Publié le 12 janvier 2026 à 13h50. Le fils de l’ancien shah d’Iran, Reza Pahlavi, se positionne comme un leader de l’opposition, galvanisant les protestations en Iran et appelant à un changement de régime, tout en suscitant des débats sur son influence réelle et ses alliances.
- Reza Pahlavi, exilé aux États-Unis, exhorte à un référendum sur le retour de la monarchie.
- Il bénéficie d’un soutien significatif, estimé à environ un tiers de la population iranienne, selon une fondation d’études.
- Son rapprochement avec Israël et son manque de coopération avec d’autres groupes d’opposition suscitent des interrogations.
Depuis les États-Unis, Reza Pahlavi alimente la vague de protestation en Iran. Il se décrit comme animé par une mission : « Je n’aurai pas de repos tant que l’Iran n’aura pas un gouvernement démocratique élu par le peuple. » Des vidéos de manifestations diffusées en ligne montrent certains manifestants scandant « Vive le Shah », signe d’un regain d’intérêt pour la figure paternelle.
Selon ses propres dires, relayés dans un message vidéo publié sur X, « Nous sommes sur le point de reconquérir notre Iran bien-aimé. » On peut y voir le drapeau de l’époque du Shah au siècle dernier flottant derrière lui.
Les experts nuancent cependant l’influence réelle de Pahlavi sur les manifestations. Ammar Maleki, politologue à l’université de Tilburg, estime que l’intensification des protestations est principalement due à un sentiment de faiblesse du régime, exacerbé par les récents affrontements avec Israël et la menace de l’intervention américaine en cas de répression violente des manifestants. « Il semble que de plus en plus de gens ont commencé à manifester, principalement en raison du sentiment que le régime a été affaibli par la guerre de douze jours avec Israël et en raison de la menace de Trump d’intervenir si des manifestants étaient tués », explique-t-il.
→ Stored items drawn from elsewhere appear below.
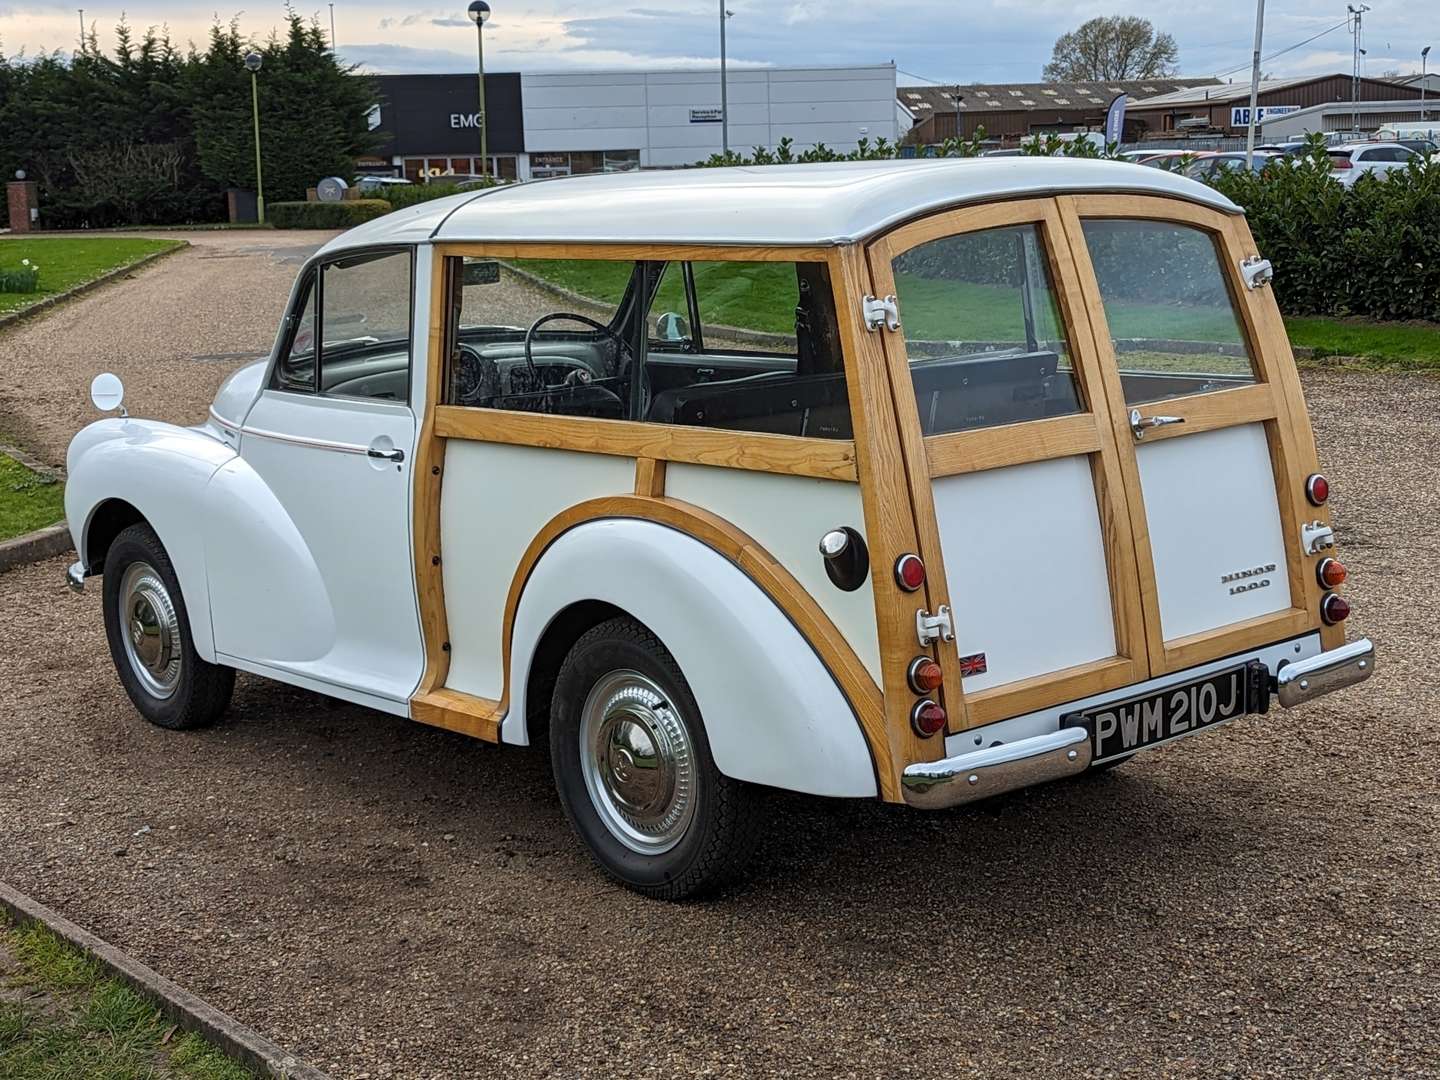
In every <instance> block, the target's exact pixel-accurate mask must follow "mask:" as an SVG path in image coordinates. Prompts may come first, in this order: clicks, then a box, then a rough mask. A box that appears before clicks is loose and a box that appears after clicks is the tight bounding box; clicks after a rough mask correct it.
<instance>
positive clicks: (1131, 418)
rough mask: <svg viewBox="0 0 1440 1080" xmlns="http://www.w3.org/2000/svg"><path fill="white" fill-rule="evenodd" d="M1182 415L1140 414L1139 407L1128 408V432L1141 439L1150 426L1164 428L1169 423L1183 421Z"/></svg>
mask: <svg viewBox="0 0 1440 1080" xmlns="http://www.w3.org/2000/svg"><path fill="white" fill-rule="evenodd" d="M1184 422H1185V418H1184V416H1140V410H1139V409H1130V432H1132V433H1133V435H1135V438H1136V439H1143V438H1145V432H1148V431H1149V429H1151V428H1165V426H1168V425H1171V423H1184Z"/></svg>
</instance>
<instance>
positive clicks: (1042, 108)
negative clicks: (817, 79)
mask: <svg viewBox="0 0 1440 1080" xmlns="http://www.w3.org/2000/svg"><path fill="white" fill-rule="evenodd" d="M1224 85H1225V84H1223V82H1221V81H1220V79H1214V78H1211V79H1125V81H1116V82H973V84H971V85H968V86H966V85H958V84H956V85H949V86H900V88H897V91H896V99H897V101H899V102H900V104H901V105H904V107H906V108H907V109H910V112H912V115H914V118H916V120H924V118H926V117H929V115H933V114H935V112H955V111H956V104H958V105H959V109H960V111H962V112H986V111H989V112H999V111H1012V109H1031V108H1034V109H1044V108H1051V107H1058V108H1084V109H1093V108H1094V107H1096V105H1100V107H1106V105H1109V104H1110V102H1112V101H1115V95H1116V94H1125V95H1126V96H1128V98H1129V99H1130V101H1136V102H1138V101H1146V102H1149V99H1151V98H1155V96H1158V95H1164V94H1174V92H1176V91H1184V89H1188V88H1192V86H1214V88H1221V86H1224Z"/></svg>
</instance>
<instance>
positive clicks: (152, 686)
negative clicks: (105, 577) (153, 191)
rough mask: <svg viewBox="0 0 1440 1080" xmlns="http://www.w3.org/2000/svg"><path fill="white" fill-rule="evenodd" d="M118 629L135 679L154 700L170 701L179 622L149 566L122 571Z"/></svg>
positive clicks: (176, 650)
mask: <svg viewBox="0 0 1440 1080" xmlns="http://www.w3.org/2000/svg"><path fill="white" fill-rule="evenodd" d="M120 626H121V639H122V641H124V644H125V658H127V660H128V661H130V670H131V671H134V672H135V678H138V680H140V683H141V685H144V688H145V690H147V691H148V693H150V694H151V696H153V697H158V698H167V697H170V696H171V694H173V693H174V691H176V685H179V683H180V657H181V649H180V619H179V616H177V615H176V608H174V603H173V602H171V600H170V592H168V590H167V589H166V585H164V582H163V580H161V579H160V575H158V573H156V569H154V567H153V566H150V563H131V564H130V566H128V567H125V576H124V577H122V579H121V582H120Z"/></svg>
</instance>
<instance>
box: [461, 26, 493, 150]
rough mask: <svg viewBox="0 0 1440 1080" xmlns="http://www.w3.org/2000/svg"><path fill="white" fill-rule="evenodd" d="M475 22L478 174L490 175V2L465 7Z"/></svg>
mask: <svg viewBox="0 0 1440 1080" xmlns="http://www.w3.org/2000/svg"><path fill="white" fill-rule="evenodd" d="M465 10H467V13H468V14H469V20H471V22H472V23H475V71H477V81H478V85H480V174H481V176H484V177H488V176H490V145H488V144H487V141H485V122H487V117H485V20H487V19H490V4H487V3H485V0H471V3H469V7H467V9H465Z"/></svg>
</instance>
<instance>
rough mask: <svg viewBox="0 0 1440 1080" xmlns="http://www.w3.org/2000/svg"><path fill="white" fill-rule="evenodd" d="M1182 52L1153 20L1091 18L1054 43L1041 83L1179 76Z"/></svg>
mask: <svg viewBox="0 0 1440 1080" xmlns="http://www.w3.org/2000/svg"><path fill="white" fill-rule="evenodd" d="M1178 56H1179V49H1176V48H1175V39H1174V37H1171V36H1169V35H1168V33H1155V27H1153V26H1152V24H1151V20H1149V19H1140V17H1138V16H1133V14H1112V16H1109V17H1100V19H1092V20H1090V22H1087V23H1084V24H1083V26H1081V27H1080V29H1077V30H1071V32H1070V33H1064V35H1061V36H1060V39H1058V40H1057V42H1056V48H1054V52H1051V55H1050V63H1047V65H1045V69H1044V72H1043V78H1044V79H1045V81H1048V82H1084V81H1097V82H1103V81H1109V79H1153V78H1159V76H1164V75H1174V73H1175V60H1176V59H1178Z"/></svg>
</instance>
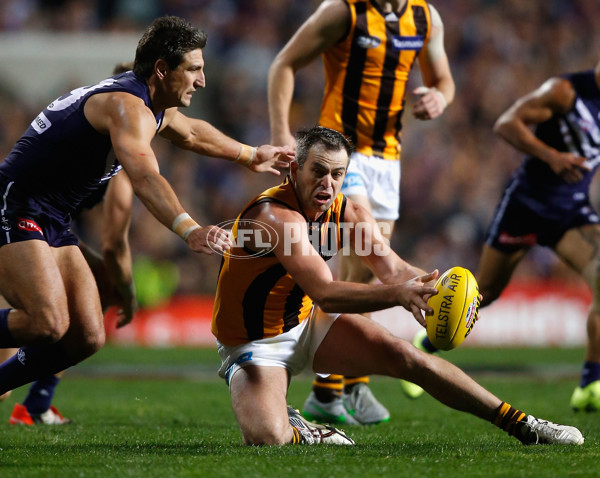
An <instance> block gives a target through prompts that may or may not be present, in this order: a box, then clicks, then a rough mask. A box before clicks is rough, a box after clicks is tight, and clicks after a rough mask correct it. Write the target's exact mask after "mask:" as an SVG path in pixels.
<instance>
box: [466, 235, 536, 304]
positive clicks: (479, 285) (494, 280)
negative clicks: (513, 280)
mask: <svg viewBox="0 0 600 478" xmlns="http://www.w3.org/2000/svg"><path fill="white" fill-rule="evenodd" d="M526 253H527V249H519V250H517V251H515V252H503V251H500V250H498V249H496V248H494V247H491V246H489V245H487V244H485V245H484V246H483V251H482V253H481V258H480V260H479V269H478V271H477V283H478V285H479V292H480V293H481V295H482V296H483V302H482V304H483V305H487V304H489V303H490V302H493V301H494V300H496V299H497V298H498V297H499V296H500V294H501V293H502V291H503V290H504V289H505V288H506V286H507V285H508V282H509V281H510V278H511V277H512V274H513V272H514V270H515V268H516V267H517V265H518V264H519V262H520V261H521V259H523V257H524V256H525V254H526Z"/></svg>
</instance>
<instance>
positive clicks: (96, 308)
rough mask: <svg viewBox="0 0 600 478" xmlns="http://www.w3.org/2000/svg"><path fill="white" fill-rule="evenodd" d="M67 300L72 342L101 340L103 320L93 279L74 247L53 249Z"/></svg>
mask: <svg viewBox="0 0 600 478" xmlns="http://www.w3.org/2000/svg"><path fill="white" fill-rule="evenodd" d="M53 252H54V256H55V259H56V263H57V264H58V267H59V269H60V271H61V276H62V280H63V283H64V287H65V291H66V294H67V296H68V297H69V316H70V318H71V326H70V328H69V336H71V337H73V336H75V337H77V338H75V337H73V338H74V340H79V339H84V340H86V341H87V340H92V337H93V338H94V339H93V340H101V341H103V340H104V318H103V314H102V308H101V305H100V297H99V294H98V288H97V286H96V281H95V279H94V276H93V274H92V272H91V270H90V268H89V266H88V264H87V262H86V261H85V259H84V257H83V254H82V253H81V251H80V249H79V247H77V246H65V247H59V248H55V249H53Z"/></svg>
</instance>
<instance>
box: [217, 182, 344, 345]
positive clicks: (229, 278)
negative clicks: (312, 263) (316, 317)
mask: <svg viewBox="0 0 600 478" xmlns="http://www.w3.org/2000/svg"><path fill="white" fill-rule="evenodd" d="M267 201H269V202H275V203H278V204H281V205H283V206H285V207H287V208H290V209H292V210H294V211H298V212H299V213H300V214H302V215H303V216H304V217H305V218H306V216H305V215H304V213H303V212H302V208H301V207H300V205H299V203H298V199H297V197H296V193H295V191H294V188H293V186H292V184H291V183H290V182H289V181H287V180H286V182H285V183H283V184H282V185H280V186H276V187H273V188H270V189H267V190H266V191H264V192H263V193H262V194H260V195H259V196H257V197H256V198H254V199H253V200H252V201H251V202H250V203H249V204H248V205H247V206H246V207H245V208H244V210H243V211H242V213H241V214H240V215H239V216H238V218H237V219H236V221H235V223H234V226H233V228H232V241H233V244H234V245H233V247H232V248H231V249H230V250H229V251H227V252H226V253H225V254H224V257H223V263H222V264H221V270H220V272H219V282H218V284H217V293H216V297H215V303H214V308H213V318H212V324H211V330H212V333H213V334H214V335H215V337H216V338H217V340H219V342H221V343H222V344H225V345H228V346H234V345H240V344H243V343H247V342H250V341H253V340H259V339H263V338H268V337H274V336H276V335H279V334H281V333H283V332H287V331H288V330H290V329H292V328H293V327H295V326H297V325H298V324H300V323H301V322H302V321H303V320H305V319H306V318H307V317H308V316H309V314H310V312H311V309H312V300H311V299H310V297H308V296H307V295H306V294H305V293H304V291H303V290H302V289H301V288H300V287H299V286H298V284H296V282H295V281H294V279H293V278H292V276H290V275H289V274H288V273H287V271H286V270H285V269H284V267H283V266H282V265H281V264H280V262H279V261H278V259H277V257H276V256H275V254H273V253H272V252H269V253H266V254H263V255H259V254H256V253H254V252H253V251H252V250H250V249H248V248H247V247H244V245H243V244H242V243H240V240H239V237H240V228H242V227H244V226H243V223H244V221H249V220H247V219H244V215H245V214H246V212H247V211H248V210H249V209H251V208H252V207H254V206H256V205H257V204H261V203H263V202H267ZM345 207H346V198H345V197H344V196H343V195H342V194H338V196H337V197H336V198H335V200H334V202H333V204H332V205H331V207H330V208H329V209H328V210H327V211H325V212H324V213H323V214H322V215H321V217H319V219H318V220H317V221H309V220H308V219H306V227H307V232H308V234H309V238H310V239H311V243H312V245H313V247H314V248H315V249H316V250H317V252H319V254H320V255H321V257H322V258H323V259H325V260H328V259H329V258H331V257H333V256H334V255H335V253H337V251H338V250H339V249H341V248H342V247H343V231H342V230H341V223H342V222H343V217H344V210H345ZM249 222H251V221H249ZM271 239H273V238H271ZM285 239H286V238H282V237H279V238H276V239H275V240H279V241H283V240H285Z"/></svg>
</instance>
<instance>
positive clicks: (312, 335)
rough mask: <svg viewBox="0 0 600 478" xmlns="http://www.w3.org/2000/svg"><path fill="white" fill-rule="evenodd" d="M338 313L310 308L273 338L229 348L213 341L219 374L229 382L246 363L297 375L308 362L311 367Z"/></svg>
mask: <svg viewBox="0 0 600 478" xmlns="http://www.w3.org/2000/svg"><path fill="white" fill-rule="evenodd" d="M339 316H340V314H327V313H325V312H323V311H322V310H321V309H319V308H318V307H314V308H313V311H312V312H311V314H310V316H309V318H308V319H306V320H304V321H303V322H302V323H301V324H300V325H297V326H296V327H294V328H293V329H292V330H289V331H287V332H285V333H283V334H279V335H277V336H276V337H270V338H267V339H261V340H254V341H252V342H249V343H247V344H242V345H236V346H233V347H229V346H227V345H223V344H222V343H220V342H219V341H218V340H217V351H218V352H219V356H220V357H221V362H222V363H221V368H219V376H220V377H221V378H224V379H225V380H226V381H227V384H229V383H230V382H231V378H232V377H233V376H234V375H235V373H236V372H237V371H238V370H239V369H240V368H243V367H246V366H248V365H258V366H261V367H283V368H286V369H287V370H288V371H289V372H290V375H298V374H299V373H300V372H302V371H303V370H304V369H305V368H306V367H307V366H308V365H311V366H312V362H313V358H314V356H315V353H316V351H317V349H318V348H319V345H321V342H322V341H323V339H324V338H325V335H327V332H329V329H330V328H331V325H332V324H333V323H334V322H335V321H336V319H337V318H338V317H339Z"/></svg>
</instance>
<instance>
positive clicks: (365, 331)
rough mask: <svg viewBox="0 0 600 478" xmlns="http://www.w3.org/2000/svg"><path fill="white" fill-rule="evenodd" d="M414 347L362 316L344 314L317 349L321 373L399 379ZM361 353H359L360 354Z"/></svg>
mask: <svg viewBox="0 0 600 478" xmlns="http://www.w3.org/2000/svg"><path fill="white" fill-rule="evenodd" d="M411 348H412V349H414V347H413V346H412V345H411V344H410V343H408V342H407V341H406V340H402V339H400V338H398V337H395V336H394V335H392V334H391V333H390V332H389V331H387V330H386V329H385V328H384V327H383V326H381V325H380V324H378V323H377V322H375V321H372V320H369V319H367V318H366V317H364V316H362V315H359V314H342V315H340V316H339V317H338V318H337V319H336V321H335V322H334V323H333V324H332V325H331V328H330V329H329V332H328V333H327V335H326V336H325V338H324V339H323V341H322V342H321V344H320V345H319V347H318V348H317V351H316V353H315V356H314V359H313V369H314V371H315V372H317V373H336V374H340V375H348V376H361V375H373V374H376V375H387V376H396V375H397V374H398V370H399V369H401V368H402V366H403V363H404V362H405V361H407V360H409V359H410V357H409V355H410V353H411V350H410V349H411ZM357 351H359V352H358V353H357Z"/></svg>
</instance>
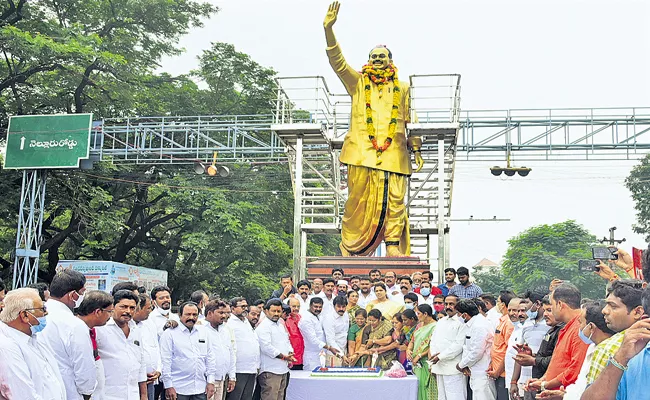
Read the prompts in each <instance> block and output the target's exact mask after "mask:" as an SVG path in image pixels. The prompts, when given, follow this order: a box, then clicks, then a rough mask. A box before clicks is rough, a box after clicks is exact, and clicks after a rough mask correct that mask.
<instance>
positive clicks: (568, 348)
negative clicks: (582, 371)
mask: <svg viewBox="0 0 650 400" xmlns="http://www.w3.org/2000/svg"><path fill="white" fill-rule="evenodd" d="M550 299H551V309H552V311H553V316H554V317H555V319H556V320H558V321H560V322H564V323H565V324H566V325H565V326H564V328H562V330H561V331H560V333H559V335H558V340H557V345H556V346H555V352H554V353H553V357H552V358H551V362H550V364H549V366H548V368H547V369H546V373H545V374H544V376H542V377H541V378H540V379H537V380H529V381H528V383H527V384H526V390H527V391H532V392H535V391H544V390H547V389H559V388H560V386H564V387H567V386H569V385H570V384H572V383H574V382H575V381H576V379H578V374H579V372H580V368H581V367H582V361H583V360H584V359H585V355H586V354H587V348H588V347H589V346H588V345H587V344H585V343H584V342H583V341H582V340H580V338H579V336H578V332H579V331H580V322H579V319H580V315H581V314H582V311H581V309H580V300H581V299H582V295H581V294H580V291H579V290H578V288H576V287H575V286H573V285H572V284H570V283H562V284H560V285H559V286H557V287H556V288H555V290H553V292H552V293H551V296H550Z"/></svg>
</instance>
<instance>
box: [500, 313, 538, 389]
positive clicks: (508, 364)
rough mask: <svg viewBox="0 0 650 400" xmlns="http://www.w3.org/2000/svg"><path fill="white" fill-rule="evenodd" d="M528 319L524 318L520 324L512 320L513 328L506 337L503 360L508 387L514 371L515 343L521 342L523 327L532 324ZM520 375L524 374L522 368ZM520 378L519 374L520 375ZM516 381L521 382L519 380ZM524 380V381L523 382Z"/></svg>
mask: <svg viewBox="0 0 650 400" xmlns="http://www.w3.org/2000/svg"><path fill="white" fill-rule="evenodd" d="M529 321H530V320H526V322H524V325H522V324H521V323H519V322H513V323H512V325H514V330H513V331H512V334H511V335H510V338H509V339H508V348H507V349H506V356H505V360H504V364H505V373H506V379H505V381H504V382H505V383H504V384H505V387H507V388H510V382H512V374H513V373H514V372H515V360H514V357H515V356H516V355H517V349H516V348H515V345H516V344H523V339H522V334H523V333H524V327H528V326H529V325H532V322H529ZM530 374H531V376H530V377H529V378H532V367H531V370H530ZM521 375H524V371H523V369H522V371H521ZM520 378H521V376H520ZM518 382H521V380H519V381H518ZM525 382H526V381H524V383H525Z"/></svg>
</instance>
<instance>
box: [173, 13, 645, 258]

Néanmoins, Pahlavi dispose d’une base de soutien importante. Une étude de la Fondation Gamaan, basée sur plusieurs sondages menés auprès de dizaines de milliers de personnes en Iran, révèle qu’environ un Iranien sur trois lui fait confiance (chiffres de novembre dernier). Ce soutien varie considérablement selon les régions, étant plus faible dans les zones à forte présence de minorités ethniques, comme les Kurdes.
L’ancien prince héritier se présente comme le chef d’un futur gouvernement de transition et appelle à l’organisation d’un référendum sur le retour de la monarchie. Cependant, des doutes subsistent quant à ses engagements démocratiques. Sanam Vakil, experte du Moyen-Orient au sein du groupe de réflexion Chatham House à Londres, souligne que « Il est très facile de parler de référendums et de démocratie, mais il existe peu de preuves pour étayer ses propos. » Elle met également en garde contre l’attitude agressive de certains de ses partisans, qui ne reflète pas les principes démocratiques.
Un autre point de controverse est la visite de Pahlavi en Israël en 2023, où il a rencontré le Premier ministre Netanyahu. Cette démarche a suscité l’indignation d’une partie de la population iranienne, tandis qu’une autre la soutient et souhaite une normalisation des relations avec Israël.
L’ancien président américain Donald Trump a récemment déclaré à propos de Pahlavi : « Il a l’air d’être une personne sympa. » Il a toutefois indiqué qu’il attendrait avant de lui apporter son soutien officiel, préférant observer l’évolution de la situation.